Video Processing Workflow
In Savant every frame passes certain processing stages which you have to understand. These stages are inspired by DeepStream’s internals and there is no simple way to hack them in a different way.
Those stages are (see the image below):
decoding (3);
scaling to a common resolution (mandatory) (4);
adding commonly-specified paddings (optional) (4);
multiplexing (4-5);
processing (6);
drawing (optional) (6);
de-multiplexing (7, 8);
encoding (9).
Discuss them in details.
Decoding
Nvidia supports very fast hardware-accelerated decoding for several video/image codecs. The dedicated NVDEC device performs the task at speed higher than 1000 FPS for FullHD. You must consider using Savant with those codecs which have hardware support. We currently support several source formats for the frames. The framework automatically understands the formats; you may simultaneously feed the module with streams in different codecs.
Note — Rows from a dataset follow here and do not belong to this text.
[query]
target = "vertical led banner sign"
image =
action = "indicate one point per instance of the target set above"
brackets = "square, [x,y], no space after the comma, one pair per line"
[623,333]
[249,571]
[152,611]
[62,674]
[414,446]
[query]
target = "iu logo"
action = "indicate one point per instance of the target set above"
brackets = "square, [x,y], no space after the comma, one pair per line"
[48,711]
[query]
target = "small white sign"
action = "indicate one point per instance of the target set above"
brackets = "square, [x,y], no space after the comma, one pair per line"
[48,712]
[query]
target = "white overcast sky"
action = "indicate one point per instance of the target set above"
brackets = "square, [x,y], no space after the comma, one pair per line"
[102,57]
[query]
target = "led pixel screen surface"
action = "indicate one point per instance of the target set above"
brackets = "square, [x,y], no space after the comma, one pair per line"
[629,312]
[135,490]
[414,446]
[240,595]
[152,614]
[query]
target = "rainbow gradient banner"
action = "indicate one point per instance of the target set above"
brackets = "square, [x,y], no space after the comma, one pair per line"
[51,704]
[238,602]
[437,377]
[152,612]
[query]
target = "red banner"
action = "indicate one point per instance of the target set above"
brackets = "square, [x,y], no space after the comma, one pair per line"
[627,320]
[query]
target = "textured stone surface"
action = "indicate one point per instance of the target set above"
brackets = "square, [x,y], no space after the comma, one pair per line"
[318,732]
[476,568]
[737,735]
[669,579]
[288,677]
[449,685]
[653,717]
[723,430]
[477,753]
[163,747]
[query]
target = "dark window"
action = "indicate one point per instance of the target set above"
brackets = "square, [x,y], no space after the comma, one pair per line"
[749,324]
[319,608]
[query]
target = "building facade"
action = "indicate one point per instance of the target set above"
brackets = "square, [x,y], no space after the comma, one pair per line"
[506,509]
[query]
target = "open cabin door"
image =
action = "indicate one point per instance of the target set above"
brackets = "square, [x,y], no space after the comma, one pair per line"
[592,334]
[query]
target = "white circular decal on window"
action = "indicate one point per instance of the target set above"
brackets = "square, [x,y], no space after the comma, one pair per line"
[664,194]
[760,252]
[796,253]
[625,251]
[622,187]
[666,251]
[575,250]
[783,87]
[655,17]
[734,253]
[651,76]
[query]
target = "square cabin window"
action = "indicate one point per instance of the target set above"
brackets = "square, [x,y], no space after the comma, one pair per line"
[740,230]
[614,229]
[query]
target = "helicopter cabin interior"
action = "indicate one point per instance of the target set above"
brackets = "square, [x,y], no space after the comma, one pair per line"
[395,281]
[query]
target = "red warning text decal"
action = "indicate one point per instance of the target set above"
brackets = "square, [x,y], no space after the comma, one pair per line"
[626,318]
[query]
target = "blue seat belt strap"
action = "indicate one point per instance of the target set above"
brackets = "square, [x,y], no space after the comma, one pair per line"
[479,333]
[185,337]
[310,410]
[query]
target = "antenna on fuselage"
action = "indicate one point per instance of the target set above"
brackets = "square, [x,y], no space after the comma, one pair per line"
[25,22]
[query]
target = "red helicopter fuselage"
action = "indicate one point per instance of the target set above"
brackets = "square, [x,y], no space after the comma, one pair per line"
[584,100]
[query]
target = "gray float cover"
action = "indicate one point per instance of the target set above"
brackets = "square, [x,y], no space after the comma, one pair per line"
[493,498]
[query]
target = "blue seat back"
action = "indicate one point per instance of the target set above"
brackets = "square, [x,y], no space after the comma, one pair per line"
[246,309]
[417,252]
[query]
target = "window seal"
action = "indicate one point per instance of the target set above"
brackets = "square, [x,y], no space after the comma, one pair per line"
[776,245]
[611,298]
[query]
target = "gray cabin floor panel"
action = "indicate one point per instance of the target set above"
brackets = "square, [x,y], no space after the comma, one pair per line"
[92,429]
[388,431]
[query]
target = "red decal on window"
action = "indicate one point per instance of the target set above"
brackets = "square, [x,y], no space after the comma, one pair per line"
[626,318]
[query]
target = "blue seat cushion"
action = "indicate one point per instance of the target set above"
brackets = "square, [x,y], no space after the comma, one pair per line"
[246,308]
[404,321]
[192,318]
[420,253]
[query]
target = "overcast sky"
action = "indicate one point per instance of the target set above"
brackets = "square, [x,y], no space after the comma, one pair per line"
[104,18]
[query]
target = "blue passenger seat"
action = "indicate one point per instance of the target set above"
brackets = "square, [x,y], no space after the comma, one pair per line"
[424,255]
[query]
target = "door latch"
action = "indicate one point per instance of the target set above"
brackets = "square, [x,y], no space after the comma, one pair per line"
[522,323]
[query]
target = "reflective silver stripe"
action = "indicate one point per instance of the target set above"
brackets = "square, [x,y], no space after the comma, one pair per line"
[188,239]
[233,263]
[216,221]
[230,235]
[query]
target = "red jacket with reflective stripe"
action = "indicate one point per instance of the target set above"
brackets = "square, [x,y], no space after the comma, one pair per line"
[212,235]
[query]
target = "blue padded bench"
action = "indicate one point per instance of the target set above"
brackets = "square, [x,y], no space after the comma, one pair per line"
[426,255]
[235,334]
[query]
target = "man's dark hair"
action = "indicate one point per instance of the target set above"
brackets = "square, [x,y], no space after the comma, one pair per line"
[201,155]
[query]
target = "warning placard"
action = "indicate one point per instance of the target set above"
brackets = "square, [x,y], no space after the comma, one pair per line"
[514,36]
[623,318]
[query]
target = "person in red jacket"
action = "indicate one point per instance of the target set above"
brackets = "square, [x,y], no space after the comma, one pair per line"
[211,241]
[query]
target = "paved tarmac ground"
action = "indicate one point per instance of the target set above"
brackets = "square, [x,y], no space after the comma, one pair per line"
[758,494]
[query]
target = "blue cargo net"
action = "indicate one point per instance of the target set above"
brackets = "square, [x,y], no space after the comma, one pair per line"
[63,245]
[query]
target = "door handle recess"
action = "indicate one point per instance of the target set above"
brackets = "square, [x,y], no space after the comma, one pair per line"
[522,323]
Raw RGBA is a slow representation as it requires extensive data transfers over PCI-E and network, leading to decreased performance.
Hardware-accelerated with NVDEC, preferred to be used:
H264
: default;HEVC/H265
: preferred (performance, bandwidth);MJPEG
,JPEG
: when image streams or USB/CSI-cams are used.
Software-decoded (not recommended to use):
PNG
: fallback for compatibility purposes.
Scaling to a Common Resolution
The pipeline will scale all streams to the configured resolution.
This is a crucial topic. The pipeline is always configured to run on common resolution. It means that every stream handled by a certain pipeline instance is always scaled to the common resolution configured for the pipeline instance, no matter what its input resolution was.
If you need different streams to be handled on different resolutions, you have to launch several pipelines configuring each pipeline to use a resolution acceptable for streams processed by that pipeline.
# base module parameters
parameters:
# pipeline processing frame parameters
frame:
width: 1280
height: 720
Let us consider the following examples:
Case 1: No Output Footage
You have 10 cams of FullHD and 15 cams of HD resolution. You don’t need the outgoing video at all, all your models are fine to work with HD resolution.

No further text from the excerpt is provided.